Plain As the Nose on Your Face

By Hugh Rogers

Recent visitors to Tucker County asked us about the Facebook page of Corridor H Authority, a quasi-official public relations group. They thought it looked pretty good. It said, “the West Virginia Division of Highways has modified and improved the Revised Original Preferred Alternative.” 

We replied that “modifications” can’t change the fact that it’s still the original alignment, and it’s still in the wrong place. 

If you look back at the project’s re-start, after our lawsuit, the 2000 Settlement Agreement required the Division of Highways to find alternatives for “the Thomas-Davis Section of the Parsons-to-Davis Project.” That’s all. It did not call for a lengthy detour beyond the high school, then through drastic cuts and fills and across pristine streams on Backbone Mountain. Tacking that western section on the northern alternative was designed to fail.

It helps to remember this history when you look at the Corridor H Authority’s nine points meant to show why the Revised Original Preferred Alternative, or proposed route, is better. The claims in the first three points fall apart if you remove the section west of Benbush. More bridges? Higher elevation? More intersections with United States Route 219? They have nothing to do with the northern route around Thomas. The claim that the preferred route is safer because it has fewer curves is imaginative, at least. How do they know?

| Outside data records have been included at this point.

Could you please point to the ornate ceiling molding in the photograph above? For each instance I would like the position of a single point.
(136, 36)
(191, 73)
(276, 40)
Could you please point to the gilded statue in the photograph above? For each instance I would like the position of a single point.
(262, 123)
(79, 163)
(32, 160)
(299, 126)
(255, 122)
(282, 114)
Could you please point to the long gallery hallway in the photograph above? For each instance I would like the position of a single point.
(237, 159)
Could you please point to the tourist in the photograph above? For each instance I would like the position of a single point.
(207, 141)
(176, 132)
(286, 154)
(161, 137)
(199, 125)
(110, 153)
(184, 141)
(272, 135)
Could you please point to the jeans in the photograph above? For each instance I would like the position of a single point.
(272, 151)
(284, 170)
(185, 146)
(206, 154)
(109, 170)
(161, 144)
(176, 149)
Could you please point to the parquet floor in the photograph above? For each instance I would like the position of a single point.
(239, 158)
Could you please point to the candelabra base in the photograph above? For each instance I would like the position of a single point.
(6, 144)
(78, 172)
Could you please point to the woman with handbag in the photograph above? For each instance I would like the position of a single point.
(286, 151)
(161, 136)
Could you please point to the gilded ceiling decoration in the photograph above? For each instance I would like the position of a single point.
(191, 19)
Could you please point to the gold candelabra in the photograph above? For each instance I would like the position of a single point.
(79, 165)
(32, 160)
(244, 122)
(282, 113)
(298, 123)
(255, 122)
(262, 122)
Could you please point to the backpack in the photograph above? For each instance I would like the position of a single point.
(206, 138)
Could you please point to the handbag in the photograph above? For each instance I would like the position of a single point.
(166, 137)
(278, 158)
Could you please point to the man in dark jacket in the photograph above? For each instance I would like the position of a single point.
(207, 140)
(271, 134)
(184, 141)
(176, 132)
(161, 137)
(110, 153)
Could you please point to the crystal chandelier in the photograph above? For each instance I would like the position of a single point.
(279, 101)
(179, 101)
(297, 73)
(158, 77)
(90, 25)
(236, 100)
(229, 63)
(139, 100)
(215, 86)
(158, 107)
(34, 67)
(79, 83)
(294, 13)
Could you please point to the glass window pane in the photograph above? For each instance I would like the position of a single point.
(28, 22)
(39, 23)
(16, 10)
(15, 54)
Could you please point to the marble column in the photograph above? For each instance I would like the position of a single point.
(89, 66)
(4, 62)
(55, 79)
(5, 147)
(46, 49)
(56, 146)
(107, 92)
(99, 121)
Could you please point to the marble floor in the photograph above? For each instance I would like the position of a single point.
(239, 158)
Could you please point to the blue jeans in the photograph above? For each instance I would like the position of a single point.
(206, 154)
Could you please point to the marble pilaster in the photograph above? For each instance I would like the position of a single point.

There is no final design yet for either alternative.   

The proposed route, they say, won’t “divide” the towns because it has been redesigned to go under, not over, a bridge carrying Route 32. Over or under, Corridor H would be an intrusive and unnecessary interruption of the familiar landscape.  

Would the proposed route reduce traffic in Thomas? Yes, but its truck route would dump the trucks back on Route 32 and force them through a complicated intersection at Davis to get on the Corridor. The northern route is simpler and safer.

As for the claim that proposed route would have fewer impacts on forests and streams, the Division of Highway’s own analysis shows the opposite is true. And the viewshed of Blackwater Falls State Park? A spatial analysis by a West Virginia University professor shows the highway would be visible from many places in the park. 

For the problem of acid drainage caused by construction in the old mining areas, the proposed route seems to rely on a water treatment plant upstream of a bridge over the Blackwater. That plant, already planned, would have to add more capacity (and cost) if the proposed route was built.

Finally, the Corridor H Authority claims that the proposed route would “highlight” historical features such as the coke ovens and the Coketon Colored School while building a highway above them. 

Twenty-some years ago, the Monongahela National Forest Supervisor, responsible for the land on which these features rest, wrote: “whatever the final design of the piers and span, a bridge of the proportions necessary for this project cannot fail to have an adverse effect on the integrity of setting, feeling, and possibly association of the site.” 

That would threaten its status on the National Register of Historic Places. More importantly, it would diminish its appeal, not only as a historic site but as an approach to Douglas Falls and the Blackwater Canyon rail-trail.

The best route is to Go North around Thomas. Section by section is how Corridor H has been built. Meanwhile we can design a shorter, less damaging, more sensible route down the mountain toward Parsons. 

Here are ten reasons to Go North:

  1. Go North! A large majority of locally owned businesses and Chamber of Commerce members know it’s better for their livelihoods and the region’s economic health.
  2. Go North! 88 of every 100 commenters asked for the northern route when the Division of Highways renewed the project in 2019.
  3. Go North! Don’t put a big highway between our towns, either over or under Rt. 32.
  4. Go North! It provides better access for Thomas and is an efficient bypass for through-traffic. 
  5. Go North! It’s the best access for Davis and avoids through-traffic noise and lights.
  6. Go North! Save the Blackwater River trail and historic site from an intrusive, noisy bridge.          
  7. Go North! Don’t degrade the scenic, rural character of Blackwater Falls, West Virginia’s most-visited State Park, with a noisy, intrusive four-lane freeway.
  8. Go North! It will bring visitors to our door and welcome them—it won’t “wreck the house.”
  9. Go North! It’s the only way to fulfill our towns’ plans for the future.
    Davis: “Protect existing assets: the natural landscape and rural beauty, dark skies, community centers and parks, the small-town atmosphere and safe environment for children.”
    Thomas: Preserve a “greenway” between the towns – not a truck route. 
  10. Go North! It preserves more streams and wetlands according to the Division of Highway’s own analyses.